Évidemment, mais ils ne s’appelaient pas Krupp. Le 5 décembre 1950, Konrad Adenauer (alors, chancelier de la République Fédérale – le même qui roule en Mercedes 300 et dont la chanson dit : « On reçoit gratuitement, si on roule en limousine » ) écrit une lettre exhortant les Alliés à la clémence pour Krupp. Alfried Krupp est libéré le 4 février 1951 – même pas 3 ans après sa condamnation. La confiscation des biens de la société est annulée et sa fortune personnelle de 10 000 000 de dollars (de l’époque) lui est restituée. Il reprend le contrôle du groupe en 1953 et d’une des plus grandes sociétés du monde.
À part ça, le miracle économique [[47078]] (la conjoncture va bien !) cachait une crise charbonnière, qui va mettre des milliers et des milliers de gens au chômage et chez les interlocuteurs de la chanson, pas un mot des mineurs, ni des régions sinistrées par l’effondrement charbonnier. En fait, la chanson chansonne les spéculateurs, ceux qui boursicotent en petit ou en grand, ceux qui tirent profit ou espèrent en tirer des hauts et des bas réels ou imaginaires de l’économie et plus particulièrement, de la bourse, du jeu sur les actions ou sur les valeurs ; en somme, une sorte de grand casino ; en plus vrai, en plus professionnel sans doute à leurs yeux de parasites, qui en font un métier. Quant à la petite secrétaire et à son ami, ils ne sont là que comme figurants dans la pièce ; ce sont des marionnettes.

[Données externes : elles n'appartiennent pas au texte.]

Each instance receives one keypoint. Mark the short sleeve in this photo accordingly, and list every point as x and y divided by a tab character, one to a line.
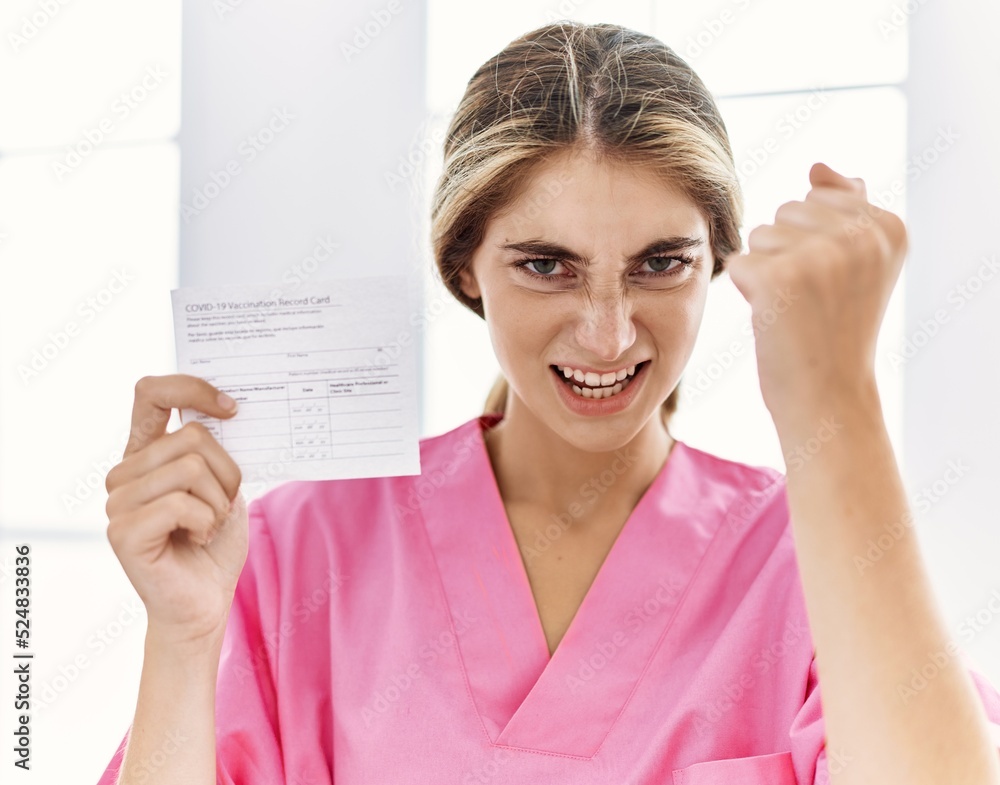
812	760
248	742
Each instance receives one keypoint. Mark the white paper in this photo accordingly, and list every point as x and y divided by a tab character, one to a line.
324	373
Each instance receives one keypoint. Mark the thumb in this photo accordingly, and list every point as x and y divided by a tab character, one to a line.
822	175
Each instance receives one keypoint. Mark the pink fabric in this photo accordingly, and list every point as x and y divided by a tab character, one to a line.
383	630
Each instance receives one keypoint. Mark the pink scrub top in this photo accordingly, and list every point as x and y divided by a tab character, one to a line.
383	630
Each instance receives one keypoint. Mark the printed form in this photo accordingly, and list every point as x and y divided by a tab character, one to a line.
324	374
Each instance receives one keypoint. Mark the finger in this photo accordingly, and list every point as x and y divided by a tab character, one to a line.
820	174
190	473
192	437
155	396
773	238
813	215
147	528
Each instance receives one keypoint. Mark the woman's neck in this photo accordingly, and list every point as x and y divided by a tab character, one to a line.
534	465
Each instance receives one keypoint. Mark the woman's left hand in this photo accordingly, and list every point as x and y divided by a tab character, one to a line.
818	280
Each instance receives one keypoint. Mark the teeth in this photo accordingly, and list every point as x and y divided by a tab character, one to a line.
601	392
592	379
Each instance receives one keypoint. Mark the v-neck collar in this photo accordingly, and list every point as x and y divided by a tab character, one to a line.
566	704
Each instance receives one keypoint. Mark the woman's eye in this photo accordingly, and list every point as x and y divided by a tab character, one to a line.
543	266
659	263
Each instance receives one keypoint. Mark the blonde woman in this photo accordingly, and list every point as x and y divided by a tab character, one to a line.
567	593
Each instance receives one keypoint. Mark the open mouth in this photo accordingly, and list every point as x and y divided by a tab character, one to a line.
599	391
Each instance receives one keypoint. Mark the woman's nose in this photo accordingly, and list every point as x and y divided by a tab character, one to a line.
605	326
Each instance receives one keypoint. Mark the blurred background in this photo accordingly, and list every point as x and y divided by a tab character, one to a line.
117	118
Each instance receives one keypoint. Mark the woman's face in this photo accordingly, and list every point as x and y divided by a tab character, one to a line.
585	270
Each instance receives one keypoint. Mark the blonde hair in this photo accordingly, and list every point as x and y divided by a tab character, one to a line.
619	92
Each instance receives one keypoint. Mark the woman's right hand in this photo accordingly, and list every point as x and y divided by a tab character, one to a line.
176	518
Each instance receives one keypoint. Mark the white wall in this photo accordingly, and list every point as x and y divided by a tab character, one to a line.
953	378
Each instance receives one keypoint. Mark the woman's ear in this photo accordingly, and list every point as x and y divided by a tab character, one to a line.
468	284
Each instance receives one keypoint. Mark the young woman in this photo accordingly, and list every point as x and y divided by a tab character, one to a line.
567	593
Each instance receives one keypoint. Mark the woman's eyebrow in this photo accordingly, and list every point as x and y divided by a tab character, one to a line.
671	244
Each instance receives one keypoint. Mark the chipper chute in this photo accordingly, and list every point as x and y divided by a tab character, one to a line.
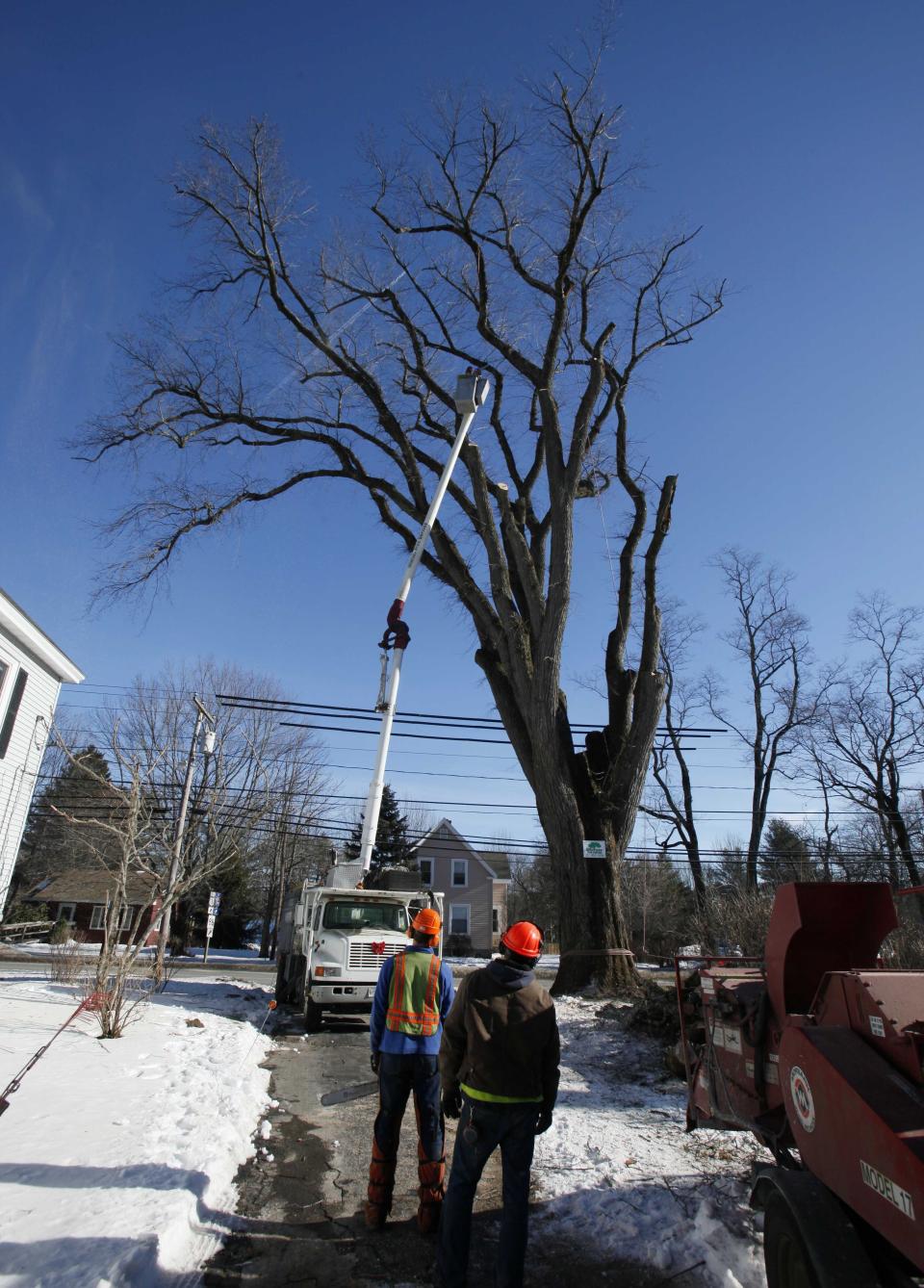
817	1050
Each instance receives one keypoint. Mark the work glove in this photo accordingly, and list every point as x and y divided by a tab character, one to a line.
451	1102
543	1121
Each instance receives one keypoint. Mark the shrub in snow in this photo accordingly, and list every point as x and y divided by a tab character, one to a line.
65	960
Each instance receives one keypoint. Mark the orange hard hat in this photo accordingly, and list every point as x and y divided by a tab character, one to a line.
426	921
524	938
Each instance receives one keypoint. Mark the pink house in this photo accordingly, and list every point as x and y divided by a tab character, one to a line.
475	885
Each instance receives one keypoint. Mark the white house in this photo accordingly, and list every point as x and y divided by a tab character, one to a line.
33	670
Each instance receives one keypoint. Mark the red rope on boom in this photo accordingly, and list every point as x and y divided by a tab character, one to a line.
90	1003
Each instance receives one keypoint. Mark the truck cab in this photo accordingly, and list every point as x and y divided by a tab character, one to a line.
334	938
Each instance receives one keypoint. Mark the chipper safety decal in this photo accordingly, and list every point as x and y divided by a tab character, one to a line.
896	1196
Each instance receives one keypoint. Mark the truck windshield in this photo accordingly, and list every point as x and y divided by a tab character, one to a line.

En somme, un épisode de la Guerre de Cent Mille Ans [[7951]] que les riches font aux pauvres afin de prospérer, de tirer des profits, de maintenir leur domination, dit Lucien l’âne en guise de conclusion. Il ne nous reste qu’à reprendre notre tâche et tisser, tisser encore le linceul de ce vieux monde spéculateur, parasite, exploiteur, dominateur et cacochyme.

Heureusement !

Ainsi Parlaient Marco Valdo M.I. et Lucien Lane



Suivez, suivez
Suivez, suivez
Suivez la conjoncture !
Suivez cette aventure,
Prenez votre part, n’ayez aucun regret
Et ne soyez pas en retard au grand banquet !


Suivez la conjoncture,
Suivez-la, suivez !
Suivez la dans cette aventure,
Suivez-la, suivez !
Voyez, là-bas, les autres déjà s’empiffrent
Au grand banquet, prenez de la crème à volonté

On est ce qu’on est, pas par sa valeur propre
On reçoit gratuitement, si on roule en limousine
Et on fait ce qu’on fait par habitude
Car on n’aime que soi-même.


Suivez la conjoncture,
Suivez-la, suivez !
Suivez la dans cette aventure,
Suivez-la, suivez !
Allez chercher votre charbon vous-même
Krupp von Bohlen sur le grand marché du monde !


Oh jo to ho jo to hoo
C’est la vie, oui !
Oh jo oh jo to ho jo to hoo
Et je vois oui
Oh jo oh jo to ho jo to hoo
Mon grand tournant aujourd’hui !
Pinke Pinke Pinke Pinke Pinke Pinke Pinke Pinke


Oh jo to ho jo to hoo
C’est le bon moment !
Oh jo oh jo to ho jo to hoo
Et je jure maintenant
Oh jo oh jo to ho jo to hoo
Sur les nouveaux bons temps.
Pinke Pinke Pinke Pinke Pinke Pinke Pinke Pinke



Suivez la conjoncture,
Suivez-la, suivez !
Suivez la dans cette aventure,
Suivez-la, suivez !
Prenez votre part et plumez les autres,
Sinon eux vous décapiteront de toute manière.

Suivez la conjoncture,
Suivez-la, suivez !
Tournez à cette heure,
Tournez, tournez !
Courez,
Courez, s’il le faut, battez-vous
Et puis, vendez avec le profit de la conjoncture !


Mon ami a une amie
Qui, dans une banque, est par chance
La Secrétaire en chef du patron.
Il a soupé avec elle et lui a donné en confidence
Des tuyaux pour les actions.

Suivez la conjoncture,
Suivez-la, suivez !
Suivez la dans cette aventure,
Suivez-la, suivez !
L’argent est dans ce monde le seul ciment qui tient,
Quand on en a assez.
L’argent est dans ce monde le seul ciment qui tient,
Quand on en a assez,
Quand on en a assez, quand on en a assez.